Elasticsearch — Runtime & Errors

8. Error handling and edge cases

Exception hierarchy

Most failures extend ElasticsearchException, carrying HTTP status via status(). REST layer maps exceptions in RestController / ElasticsearchException to JSON error bodies with type, reason, stack_trace (if enabled).
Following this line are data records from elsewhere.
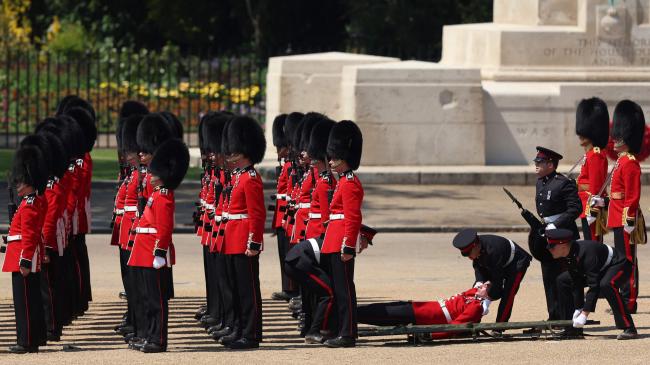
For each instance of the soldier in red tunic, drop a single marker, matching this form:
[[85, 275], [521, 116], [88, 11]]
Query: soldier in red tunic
[[243, 145], [341, 237], [465, 307], [153, 250], [25, 247], [592, 128], [625, 217]]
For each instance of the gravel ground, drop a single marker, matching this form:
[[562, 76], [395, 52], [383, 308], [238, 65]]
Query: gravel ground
[[420, 266]]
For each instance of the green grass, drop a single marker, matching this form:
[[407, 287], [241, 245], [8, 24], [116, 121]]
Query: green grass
[[105, 165]]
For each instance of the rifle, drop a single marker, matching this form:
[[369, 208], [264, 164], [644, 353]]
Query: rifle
[[536, 240]]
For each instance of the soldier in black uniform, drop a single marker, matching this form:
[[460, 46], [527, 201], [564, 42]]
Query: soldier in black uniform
[[598, 267], [559, 205], [498, 260]]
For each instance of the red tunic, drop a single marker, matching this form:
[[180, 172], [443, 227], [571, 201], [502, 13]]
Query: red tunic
[[304, 203], [592, 177], [158, 221], [464, 307], [247, 199], [25, 246], [625, 192], [53, 230], [319, 211], [281, 196], [345, 215], [83, 203]]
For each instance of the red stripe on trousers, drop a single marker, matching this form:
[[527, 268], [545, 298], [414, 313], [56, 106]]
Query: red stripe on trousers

ElasticsearchStatusException — explicit REST status
ClusterBlockException — index/cluster blocked (read/write/metadata)
IndexNotFoundException, DocumentMissingException
VersionConflictEngineException — OCC failure at engine
CircuitBreakingException — JVM heap / request breaker tripped

ActionListener pattern

Async throughout: transport actions take ActionListener<Response>. Composed via ActionListener#delegateFailure, SubscribableListener. Failures propagate to listener without blocking threads.

Validation layers

REST param parsing (RestRequest)
ActionRequest#validate() → ActionRequestValidationException
Cluster blocks check (master actions, search, bulk)
Shard-level engine exceptions (per bulk item)

Retries

Clients expected to retry 429/503 with backoff (not automatic in server)
Internal: peer recovery retries, snapshot retries, repository blob retries
Master task resubmission on NotMasterException in some paths

Circuit breakers

CircuitBreakerService tracks in-flight bytes (fielddata, request, accounting). RestController checks in-flight HTTP breaker before dispatch. Search aggregations use BreakerService on big structures.
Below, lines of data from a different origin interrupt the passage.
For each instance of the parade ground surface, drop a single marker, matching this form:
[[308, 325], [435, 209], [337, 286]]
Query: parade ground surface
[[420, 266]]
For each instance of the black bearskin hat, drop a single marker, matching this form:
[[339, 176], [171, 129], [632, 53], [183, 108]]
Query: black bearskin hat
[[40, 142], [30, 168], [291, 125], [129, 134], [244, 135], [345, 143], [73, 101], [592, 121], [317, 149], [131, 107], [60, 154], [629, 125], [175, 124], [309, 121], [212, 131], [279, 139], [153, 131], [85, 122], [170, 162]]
9. Concurrency and lifecycle

Thread pools

Pool	Typical work
`write`	Indexing, bulk shard ops
`search`	Query/fetch phases
`search_coordination`	Search coordinator merge
`management`	Cluster state tasks (master)
`generic`	Misc async work
`snapshot`	Snapshot threads
`refresh`	Scheduled refresh

Rule: TransportService threads must not execute blocking Lucene IO; shard operations use Engine with internal locking / AsyncIOProcessor for translog fsync.

Locking & consistency

Primary shard — single writer; seq_no ordering
Engine — KeyedLock per id for concurrent index/delete same doc
Cluster state — single-threaded master service; immutable published states
IndexShard — ReentrantLock for engine lifecycle
Translog — fsync serialisation via AsyncIOProcessor

Cancellation

TaskManager registers tasks with parent links. Search uses CancellableTask; HTTP channel close triggers cancel. SearchTaskWatchdog kills long searches.

Shutdown

Node.close() → reverse start order
  HTTP stop → cluster leave → indices close → thread pool shutdown
  Plugins LifecycleComponent.stop() → NodeEnvironment.close()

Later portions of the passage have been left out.